Sunday, February 1, 2009

Walking Stick



Walking Stick

Every morning I sit in an old fashioned rocking chair and drink coffee while reading inspirational literature and getting my bearings for the day. This is a totally solitary procedure, and I like it that way. Solitude is healing.

But today, most unexpectedly, I thought some company would suit my meditations. So I brought the humble Vietnamese walking stick out of his bower of blackberry leaves and put it on the round Indian table where my current book usually sits.

This little creature was fascinating to watch. It seemed more than at peace with being someplace new, hardly moving except to sway a bit from side to side whenever I moved the coffee cup.


Over the course of an hour it gradually moved toward the edge of the table and put a couple legs onto the wall – a process so slow in occurring as to be nearly indiscernable.

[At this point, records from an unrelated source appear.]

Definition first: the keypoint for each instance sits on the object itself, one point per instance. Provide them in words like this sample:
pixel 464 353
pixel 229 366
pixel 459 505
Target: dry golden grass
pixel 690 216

Well sure, that is the walking stick’s survival mechanism. It looks and acts like a “stick,” and sticks don’t normally move around a lot.

But at the same time, the patience with which this insect was “in the moment” was very instructive.

People are usually not much like this at all. They are impatient to be elsewhere, and even when supposedly enjoying where they are – for instance on vacation – their minds are seldom at rest, completely satisfied and present with the experience currently in progress. There is “what will happen next, what should I do now, what will I do later, what about what happened yesterday, and omigod that movie I saw, and . . .” always going on non-stop in the echoing mindless mind.

Sometimes it seems there is maybe nothing more important a person can be doing, than putting that mental activity to bed. Maybe the pain that comes our way is to make it stand out in agonized relief, to make the mindless mind so unbearable that out of self-defense we choose to pull the plug on it.

Because even the smallest progress in this direction produces a noticeable change in one’s life. The inner dynamic shifts, a quietness and stillness begins to become noticeable as the preferred state of awareness. The seeking of entertainments and distractions lessens; the craving for inner Communion becomes steadily stronger.

My Vietnamese walking stick is not burdened with a sense of imposed obligation or concocted responsibility – there is nothing it needs to accomplish to be a success. At the same time, nothing could happen that would make it a failure. It has all that it needs. Food and shelter, yes - but far more than that.

It is exactly what it is, neither more nor less, than what it is. And therein lies peace.